- A great time sink if you are a huge Disney and Pixar fan
- Story and pacing issues hold game back from greatness
I PERSONALLY started my journey into Kingdom Hearts III (KH3) with some hesitation. Here was a game that I last left off when I had completed my university education. That was more than 13 years ago, an eternity in gaming years.
In that time I did not bother playing the subsequent non-numbered games, so naturally I was afraid that I would be lost in the complex story. Unfortunately, my fears came true as I booted up KH3 for this review.
Before I could even step into the main story campaign itself I had to dive into numerous YouTube videos and even the built-in story recap feature in KH3 to bring myself up to speed.
Quite frankly, I was perturbed by the fact that I hardly touched my controller within my first 20 minutes of play. There is just so much story to go through that there are times when it felt like I was watching a movie with no control of my character.
This is made worse by the fact that KH3 uses a very old school save system from games made in 2006, where you can’t just save anywhere but need to find specific save points to actually save your game or risk losing all your progress.
I then embarked on my journey down the rabbit hole that is KH3 to find that it does indeed deliver on the promise of greatly enhanced graphics.
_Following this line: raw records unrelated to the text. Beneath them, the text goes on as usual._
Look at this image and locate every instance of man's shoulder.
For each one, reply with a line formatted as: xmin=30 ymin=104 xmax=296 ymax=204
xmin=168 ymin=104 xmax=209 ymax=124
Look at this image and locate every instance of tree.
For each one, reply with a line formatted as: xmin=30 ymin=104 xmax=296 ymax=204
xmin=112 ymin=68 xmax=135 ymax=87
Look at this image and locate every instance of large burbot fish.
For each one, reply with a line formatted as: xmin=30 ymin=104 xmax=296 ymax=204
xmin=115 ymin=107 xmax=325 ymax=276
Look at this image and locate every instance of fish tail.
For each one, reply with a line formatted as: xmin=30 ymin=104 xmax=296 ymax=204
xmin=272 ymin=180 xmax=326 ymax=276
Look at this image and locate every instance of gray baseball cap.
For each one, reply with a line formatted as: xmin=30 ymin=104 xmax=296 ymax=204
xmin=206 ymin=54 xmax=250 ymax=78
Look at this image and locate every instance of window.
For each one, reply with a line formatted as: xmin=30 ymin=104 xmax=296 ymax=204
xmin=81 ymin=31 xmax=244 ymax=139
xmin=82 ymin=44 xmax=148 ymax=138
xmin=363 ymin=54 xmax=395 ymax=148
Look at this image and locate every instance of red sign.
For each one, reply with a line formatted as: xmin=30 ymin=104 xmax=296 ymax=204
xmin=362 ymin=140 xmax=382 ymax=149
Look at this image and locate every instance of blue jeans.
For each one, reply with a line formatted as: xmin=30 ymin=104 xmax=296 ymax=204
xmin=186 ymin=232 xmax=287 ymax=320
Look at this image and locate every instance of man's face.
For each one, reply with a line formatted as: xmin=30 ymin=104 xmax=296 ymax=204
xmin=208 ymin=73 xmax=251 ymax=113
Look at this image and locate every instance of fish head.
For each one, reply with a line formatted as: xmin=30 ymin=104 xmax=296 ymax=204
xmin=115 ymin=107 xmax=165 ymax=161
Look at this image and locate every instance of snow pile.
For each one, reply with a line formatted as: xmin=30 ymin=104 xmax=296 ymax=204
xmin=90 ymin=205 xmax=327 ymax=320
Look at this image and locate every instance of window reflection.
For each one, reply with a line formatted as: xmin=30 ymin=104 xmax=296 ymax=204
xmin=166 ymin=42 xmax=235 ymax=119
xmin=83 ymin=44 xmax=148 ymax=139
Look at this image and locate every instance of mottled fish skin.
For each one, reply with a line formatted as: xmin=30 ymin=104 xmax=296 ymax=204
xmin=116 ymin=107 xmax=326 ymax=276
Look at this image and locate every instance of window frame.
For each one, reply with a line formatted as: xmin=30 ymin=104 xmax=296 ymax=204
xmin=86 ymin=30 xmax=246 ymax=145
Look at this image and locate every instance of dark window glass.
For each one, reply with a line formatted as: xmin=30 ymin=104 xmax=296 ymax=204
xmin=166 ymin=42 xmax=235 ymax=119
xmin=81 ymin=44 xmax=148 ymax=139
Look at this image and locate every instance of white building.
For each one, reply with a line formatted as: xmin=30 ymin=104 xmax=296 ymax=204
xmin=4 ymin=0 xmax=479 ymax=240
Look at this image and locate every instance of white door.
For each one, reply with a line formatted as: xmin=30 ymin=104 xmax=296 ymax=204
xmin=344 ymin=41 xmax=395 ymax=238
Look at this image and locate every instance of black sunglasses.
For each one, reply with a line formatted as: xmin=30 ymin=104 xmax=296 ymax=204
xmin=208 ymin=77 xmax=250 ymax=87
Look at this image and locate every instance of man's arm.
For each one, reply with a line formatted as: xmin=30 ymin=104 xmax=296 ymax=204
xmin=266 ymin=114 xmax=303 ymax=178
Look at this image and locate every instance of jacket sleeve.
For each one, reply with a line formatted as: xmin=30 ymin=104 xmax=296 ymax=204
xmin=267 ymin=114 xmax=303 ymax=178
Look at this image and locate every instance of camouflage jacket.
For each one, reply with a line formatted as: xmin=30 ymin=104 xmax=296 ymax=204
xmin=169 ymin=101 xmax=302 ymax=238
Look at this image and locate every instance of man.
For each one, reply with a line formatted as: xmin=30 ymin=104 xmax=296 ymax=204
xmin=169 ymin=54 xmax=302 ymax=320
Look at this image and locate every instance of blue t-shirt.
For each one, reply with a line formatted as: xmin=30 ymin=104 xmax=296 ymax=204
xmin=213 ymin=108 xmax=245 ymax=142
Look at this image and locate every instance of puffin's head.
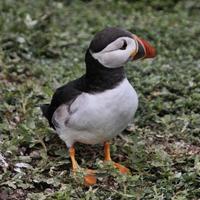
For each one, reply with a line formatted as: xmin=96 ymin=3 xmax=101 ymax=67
xmin=89 ymin=28 xmax=156 ymax=68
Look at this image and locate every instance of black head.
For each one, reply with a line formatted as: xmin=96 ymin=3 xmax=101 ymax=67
xmin=89 ymin=27 xmax=133 ymax=53
xmin=89 ymin=27 xmax=155 ymax=69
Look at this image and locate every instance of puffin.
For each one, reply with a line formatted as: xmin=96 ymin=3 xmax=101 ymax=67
xmin=41 ymin=27 xmax=156 ymax=185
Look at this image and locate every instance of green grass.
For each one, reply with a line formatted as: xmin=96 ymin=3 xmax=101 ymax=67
xmin=0 ymin=0 xmax=200 ymax=200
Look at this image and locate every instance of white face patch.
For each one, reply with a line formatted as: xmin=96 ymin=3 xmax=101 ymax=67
xmin=91 ymin=37 xmax=138 ymax=68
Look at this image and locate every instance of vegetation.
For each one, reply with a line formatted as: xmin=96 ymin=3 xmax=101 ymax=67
xmin=0 ymin=0 xmax=200 ymax=200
I can safely say that in the numerous worlds I visited, everything looked like a perfect representation of the Disney or Pixar stories that I had grown to love.
Certainly, it was a treat to run around and explore the new worlds of KH3 while revisiting some old ones. For the most part KH3 takes players on a journey to favourite Pixar locales like it was checking off an imaginary checkbox. There are worlds from Frozen, Big Hero 6, Monsters Inc. and Toy Story to name a few.
It is such a pity that it is a real slog to get through the game as objectives are sometimes unclear. While I am not demanding a big magic arrow to point me to the next objective, the lack of a modern save system makes it a chore to explore the lush open environments.
Speaking of exploring, much of my time in the game was spent wandering around and battling enemies. The variety of things to do in combat slowly open up as you progress but it sure feels repetitive in the early stages.
I can appreciate the visual spectacle of battles, after all, previous games were running on older hardware and could never achieve the special effects found on KH3. But the special attack animations, while flashy, are very repetitive and after a while I wanted to skip all of them.
I really wish I could say I loved KH3 but that would be a lie. The overly complicated storyline makes this a tough sell for anyone who is jumping right into the game.
I wouldn’t say that one cannot find enjoyment in it. The Disney worlds are cool to explore and it is a real treat if you loved the movies and properties that they hail from. But the convoluted story that ties it all together is sadly boring.
On the whole, KH3 is a nice romp in the park for any hardcore Disneyphile and fan of Square Enix’s brand of games but it may not be enjoyable if you are not a fan of either.
Personally for me, KH3 is a game stuck in time with its spunky characters who believe that the power of friendship can overcome any obstacle. If only life were that simple but this game clearly does not resonate for me today, as it did so long ago.